I look down and see the rails heading straight into the City, and straight out again, but in the center of town, there is no trace of the rail bed or the station. On the east side of town there remains a great train yard, probably a dull shadow of what it was in the glory days of steam locomotives, but always impressive in the early morning when the sunrise glances skyward from a hundred shiny rails. I had often thought of the view to be had from the overhead roadway that crosses the yard.
July Fourth found me stranded in Syracuse by the Company's flight schedule, and my wife drove up to spend the day with me. It was wicked hot, and we spent a lot of time just driving around in the nice air conditioned rental car. It didn't matter if we got lost, because we weren't going anywhere anyway.
Our day's wandering started at the salt museum, where we learned that most of the north shore of Onondaga Lake was once occupied by salt factories. At first they were fired by wood, then coal, and in the end the brine was evaporated by the sun. They were clustered around brine wells along the Oswego Canal which provided ready transportation of fuel, material, and the finished salt. I found it interesting that even back in the good ol' days, the State government was quick to move onto a good thing, and declared that it held a monopoly on the supply of brine.

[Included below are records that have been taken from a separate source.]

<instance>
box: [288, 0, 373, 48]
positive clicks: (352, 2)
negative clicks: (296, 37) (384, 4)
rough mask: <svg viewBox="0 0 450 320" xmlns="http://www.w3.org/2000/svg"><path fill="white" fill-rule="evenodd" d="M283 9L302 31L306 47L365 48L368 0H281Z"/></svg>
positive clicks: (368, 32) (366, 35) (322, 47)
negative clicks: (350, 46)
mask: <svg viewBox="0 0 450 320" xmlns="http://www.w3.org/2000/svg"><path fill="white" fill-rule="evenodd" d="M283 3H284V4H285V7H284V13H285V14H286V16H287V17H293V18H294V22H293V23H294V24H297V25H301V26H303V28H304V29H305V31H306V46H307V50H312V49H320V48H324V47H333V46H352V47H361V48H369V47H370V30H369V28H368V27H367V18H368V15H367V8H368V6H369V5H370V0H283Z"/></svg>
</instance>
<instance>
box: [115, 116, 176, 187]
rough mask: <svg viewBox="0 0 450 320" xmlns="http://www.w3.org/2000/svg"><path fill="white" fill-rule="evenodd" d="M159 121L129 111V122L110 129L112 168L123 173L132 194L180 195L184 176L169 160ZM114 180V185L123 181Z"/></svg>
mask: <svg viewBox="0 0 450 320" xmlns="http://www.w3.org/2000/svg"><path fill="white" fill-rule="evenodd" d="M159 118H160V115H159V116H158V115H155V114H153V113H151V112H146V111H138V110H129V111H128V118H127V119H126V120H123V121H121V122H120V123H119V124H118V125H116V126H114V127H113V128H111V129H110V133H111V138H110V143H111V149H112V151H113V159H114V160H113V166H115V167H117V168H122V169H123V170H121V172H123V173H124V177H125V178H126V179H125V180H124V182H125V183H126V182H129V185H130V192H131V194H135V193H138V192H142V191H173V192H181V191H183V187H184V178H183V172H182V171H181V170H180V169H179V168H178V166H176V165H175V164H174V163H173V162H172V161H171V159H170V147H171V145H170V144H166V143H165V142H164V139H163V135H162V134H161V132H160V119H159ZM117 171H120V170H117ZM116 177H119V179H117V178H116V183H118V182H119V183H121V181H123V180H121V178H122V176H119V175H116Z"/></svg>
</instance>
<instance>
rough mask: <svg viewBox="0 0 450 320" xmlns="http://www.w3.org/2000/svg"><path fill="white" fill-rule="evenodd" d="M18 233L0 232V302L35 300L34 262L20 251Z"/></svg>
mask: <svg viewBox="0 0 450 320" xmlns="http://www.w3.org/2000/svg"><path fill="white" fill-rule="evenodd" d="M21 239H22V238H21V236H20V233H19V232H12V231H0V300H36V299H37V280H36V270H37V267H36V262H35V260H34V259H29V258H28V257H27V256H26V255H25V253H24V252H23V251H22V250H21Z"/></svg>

I had also been curious about the "Solvay Process"; I had heard of it but knew nothing. It is a chemical process which manufactures soda ash from salt and another area resource, limestone. In one swoop of genius, a local market was created for the salt, a demand was created for limestone, and local employment boomed.
We stopped in the middle of the city, almost in the shadow of the two intersecting highways, and I paid quiet respects to those who had gone before. The railroad station is gone and the intersecting Erie and Oswego Canals are filled in, but the Syracuse weigh lock still stands as a museum. Outside, you can compare today's view to the northwest with a photograph of the same scene, with the canal junction and the railroad in the foreground.
We drove the city streets from south to north, noting the older buildings and seeing the circles and squares that had only been names before. We drove the streets from west to the east see the vestiges of the old Erie Canal in the greenbelt that follows the canal path the way to Rome. On the way back we lingered on the bridge over the train yard, just as I had wished I could do.
I saw the places that had been only names, and I was able to place names on places I have seen in a thousand trips over the city. As I climbed into the clear sky on the morning of the 5th, I looked near and far, right and left, tracing the previous day's travels and silently greeting all the new names and places.